[Andersonville Volume 4 by John McElroy]@TWC D-Link bookAndersonville Volume 4 CHAPTER LXXVI 1/17
CHAPTER LXXVI. THE PECULIAR TYPE OF INSANITY PREVALENT AT FLORENCE--BARRETT'S WANTONNESS OF CRUELTY--WE LEARN OF SHERMAN'S ADVANCE INTO SOUTH CAROLINA--THE REBELS BEGIN MOVING THE PRISONERS AWAY--ANDREWS AND I CHANGE OUR TACTICS, AND STAY BEHIND--ARRIVAL OF FIVE PRISONERS FROM SHERMAN'S COMMAND--THEIR UNBOUNDED CONFIDENCE IN SHERMAN'S SUCCESS, AND ITS BENEFICIAL EFFECT UPON US. One terrible phase of existence at Florence was the vast increase of insanity.

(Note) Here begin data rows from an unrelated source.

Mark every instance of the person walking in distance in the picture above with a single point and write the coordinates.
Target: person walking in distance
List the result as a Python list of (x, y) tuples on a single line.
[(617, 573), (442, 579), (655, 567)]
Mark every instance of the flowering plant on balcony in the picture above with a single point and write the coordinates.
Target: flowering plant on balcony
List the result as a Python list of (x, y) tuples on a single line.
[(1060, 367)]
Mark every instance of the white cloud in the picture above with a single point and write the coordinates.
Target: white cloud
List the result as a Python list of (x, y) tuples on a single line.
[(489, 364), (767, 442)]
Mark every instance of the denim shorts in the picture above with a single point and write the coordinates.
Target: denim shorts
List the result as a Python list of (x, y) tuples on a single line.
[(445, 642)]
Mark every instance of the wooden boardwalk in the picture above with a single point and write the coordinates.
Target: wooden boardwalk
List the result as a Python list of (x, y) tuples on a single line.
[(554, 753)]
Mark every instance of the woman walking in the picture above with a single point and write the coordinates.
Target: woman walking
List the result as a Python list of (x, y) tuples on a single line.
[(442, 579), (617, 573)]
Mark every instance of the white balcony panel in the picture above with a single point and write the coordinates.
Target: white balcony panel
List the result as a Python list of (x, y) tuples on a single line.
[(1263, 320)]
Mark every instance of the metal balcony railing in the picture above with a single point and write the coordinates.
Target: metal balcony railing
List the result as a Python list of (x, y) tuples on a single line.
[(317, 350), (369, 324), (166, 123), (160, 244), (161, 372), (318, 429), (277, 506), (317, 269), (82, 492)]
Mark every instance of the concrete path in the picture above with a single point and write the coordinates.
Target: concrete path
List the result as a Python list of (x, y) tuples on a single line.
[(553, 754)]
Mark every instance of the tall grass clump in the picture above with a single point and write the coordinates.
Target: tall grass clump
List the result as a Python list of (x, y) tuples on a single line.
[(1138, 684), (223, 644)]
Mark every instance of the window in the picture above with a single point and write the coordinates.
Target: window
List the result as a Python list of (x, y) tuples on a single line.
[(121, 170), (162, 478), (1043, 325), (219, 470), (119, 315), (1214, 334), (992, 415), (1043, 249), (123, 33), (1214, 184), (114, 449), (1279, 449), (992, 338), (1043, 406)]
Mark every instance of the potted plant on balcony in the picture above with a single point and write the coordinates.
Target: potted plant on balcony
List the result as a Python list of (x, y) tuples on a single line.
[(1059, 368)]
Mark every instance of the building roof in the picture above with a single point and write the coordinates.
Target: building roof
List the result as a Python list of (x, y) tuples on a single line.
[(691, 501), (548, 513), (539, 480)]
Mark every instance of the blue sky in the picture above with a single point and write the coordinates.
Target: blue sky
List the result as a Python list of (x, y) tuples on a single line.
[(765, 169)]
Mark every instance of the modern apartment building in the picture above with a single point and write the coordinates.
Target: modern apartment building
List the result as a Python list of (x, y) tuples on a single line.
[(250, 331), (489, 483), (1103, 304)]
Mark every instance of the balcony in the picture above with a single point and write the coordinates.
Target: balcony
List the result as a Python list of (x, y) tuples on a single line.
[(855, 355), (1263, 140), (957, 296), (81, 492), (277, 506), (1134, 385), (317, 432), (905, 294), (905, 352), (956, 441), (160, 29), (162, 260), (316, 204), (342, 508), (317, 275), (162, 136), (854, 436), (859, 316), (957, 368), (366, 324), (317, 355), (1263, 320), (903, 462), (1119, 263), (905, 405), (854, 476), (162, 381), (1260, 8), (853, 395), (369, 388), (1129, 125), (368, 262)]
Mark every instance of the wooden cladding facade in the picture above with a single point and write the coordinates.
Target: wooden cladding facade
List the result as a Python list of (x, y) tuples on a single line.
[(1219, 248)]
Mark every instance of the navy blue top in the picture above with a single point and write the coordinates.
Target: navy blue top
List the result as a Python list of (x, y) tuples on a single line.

We had many insane men at Andersonville, but the type of the derangement was different, partaking more of what the doctors term melancholia.
Prisoners coming in from the front were struck aghast by the horrors they saw everywhere.
Men dying of painful and repulsive diseases lined every step of whatever path they trod; the rations given them were repugnant to taste and stomach; shelter from the fiery sun there was none, and scarcely room enough for them to lie down upon. Under these discouraging circumstances, home-loving, kindly-hearted men, especially those who had passed out of the first flush of youth, and had left wife and children behind when they entered the service, were speedily overcome with despair of surviving until released; their hopelessness fed on the same germs which gave it birth, until it became senseless, vacant-eyed, unreasoning, incurable melancholy, when the victim would lie for hours, without speaking a word, except to babble of home, or would wander aimlessly about the camp--frequently stark naked--until he died or was shot for coming too near the Dead Line. Soldiers must not suppose that this was the same class of weaklings who usually pine themselves into the Hospital within three months after their regiment enters the field.
They were as a rule, made up of seasoned soldiery, who had become inured to the dangers and hardships of active service, and were not likely to sink down under any ordinary trials. The insane of Florence were of a different class; they were the boys who had laughed at such a yielding to adversity in Andersonville, and felt a lofty pity for the misfortunes of those who succumbed so.